Il y a fort à parier que ni les Etats-Unis, ni l’Europe et
encore moins Israël ne laissera le peuple égyptien réaliser son
rêve de démocratie totale et libre. Les enjeux stratégiques et
sécuritaires sont tels que le mouvement de réforme sera, et est
déjà, accompagné par les services américains en relation directe
avec l’armée qui a joué un rôle de temporisation et de médiateur
capital. La direction des Frères Musulmans, choisissant de
s’aligner derrière la personne de Mohammed Baradei, est un signe
qu’elle a parfaitement compris qu’il n’était point l’heure pour
elle de s’exposer publiquement en brandissant des revendications
politiques susceptibles d’effrayer l’Occident comme le peuple
égyptien lui-même. L’heure est à la prudence.
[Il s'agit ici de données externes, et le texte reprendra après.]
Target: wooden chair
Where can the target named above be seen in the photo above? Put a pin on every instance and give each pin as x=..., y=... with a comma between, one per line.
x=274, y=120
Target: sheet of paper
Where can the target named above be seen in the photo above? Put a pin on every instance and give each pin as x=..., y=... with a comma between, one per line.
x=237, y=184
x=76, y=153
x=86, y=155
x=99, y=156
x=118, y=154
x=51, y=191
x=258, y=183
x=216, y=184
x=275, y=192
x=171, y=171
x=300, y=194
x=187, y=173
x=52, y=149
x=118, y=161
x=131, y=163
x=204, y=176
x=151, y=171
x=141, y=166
Le respect des principes démocratiques exige que toutes les
forces politiques qui refusent la violence, respectent l’état de
droit et les principes démocratiques (avant et après les
élections) soient intégrés au processus politique de
représentation. Ainsi les Frères Musulmans doivent en être, et
en seront certainement, si un état de démocratie minimum est
établi en Egypte (ce qui reste encore une inconnue quant aux
intentions des puissances étrangères). La répression et la
torture n’ont point fait disparaître la confrérie, loin s’en
faut, et c’est le débat démocratique et la confrontation des
idées qui seuls ont fait, et feront, évoluer les thèses
islamistes les plus problématiques (et il en est, delà
compréhension de la shari’a, au respect des libertés et à la
défense de l’égalité, etc.) L’exemple turc devrait nous
inspirer : que l’on soit d’accord ou non avec les thèses d’un
courant de l’islam politique non violent, c’est par la
confrontation d’idées et non pas la dictature et la torture que
l’on trouvera des solutions respectant les peuples.
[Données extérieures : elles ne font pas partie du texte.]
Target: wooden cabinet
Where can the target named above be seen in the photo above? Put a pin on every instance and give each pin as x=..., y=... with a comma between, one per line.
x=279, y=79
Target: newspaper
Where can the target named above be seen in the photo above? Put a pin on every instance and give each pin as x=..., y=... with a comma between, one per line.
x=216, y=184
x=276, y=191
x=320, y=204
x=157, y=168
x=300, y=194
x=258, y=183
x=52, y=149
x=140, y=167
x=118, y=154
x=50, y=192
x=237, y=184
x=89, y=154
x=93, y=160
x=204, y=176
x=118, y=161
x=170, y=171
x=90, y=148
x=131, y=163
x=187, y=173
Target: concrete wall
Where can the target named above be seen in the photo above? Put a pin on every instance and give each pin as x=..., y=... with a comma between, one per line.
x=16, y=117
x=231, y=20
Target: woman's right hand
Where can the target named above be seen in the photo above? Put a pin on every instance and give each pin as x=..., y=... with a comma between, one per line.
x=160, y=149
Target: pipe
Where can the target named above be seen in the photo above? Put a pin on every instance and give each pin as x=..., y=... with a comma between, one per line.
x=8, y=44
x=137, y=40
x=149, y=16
L’Occident continue à agiter l’épouvantail de l’islamisme
pour justifier soit sa passivité soit son soutien aux
dictatures. Le gouvernement israélien a demandé aux Etats-Unis
de soutenir le dictateur contre la volonté des peuples. L’Europe
tient une position gênée et attentiste. Ces attitudes sont
révélatrices : au fond la défense verbale des principes de la
démocratie n’est d’aucun poids face à la défense des intérêts
politiques, économiques et géostratégiques. Les Etats-Unis
préfèrent les dictatures qui leur permettent d’avoir accès au
pétrole et aux Israéliens de continuer leur lente colonisation
plutôt que des représentants crédibles des peuples qui ne
pourront les laisser faire. Mettre en avant la voix des
« dangereux islamistes » pour justifier le fait de ne pas avoir
à entendre la voix des peuples est un calcul à courte vue, et au
demeurant insensé. Les Etats-Unis, de l’administration Bush
comme celle de Obama, a perdu beaucoup de crédibilité au
Moyen-Orient et il en est de même de l’Europe. Il importe que
leur position respective soit revue sous peine de voir d’autres
puissances asiatiques ou sud américaines s’ingérer dans les jeux
d’alliance stratégiques. Quant à Israël, qui se présente
désormais comme le soutien et l’ami des dictatures arabes, il
faudra que son gouvernement prenne en compte que ces dictatures
ne sont effectivement amies que de son politique de colonisation
aveugle. A terme, seules des démocraties intégrant toutes les
forces politiques légalistes et non violentes, permettront la
paix au Moyen Orient avec la condition, bien sûr, que cette
dernière respecte la dignité des Palestiniens et ne soient plus
un mot vide de sens permettant la colonisation rampante dont
l’objectif est au fond la disparition d’une Palestine viable.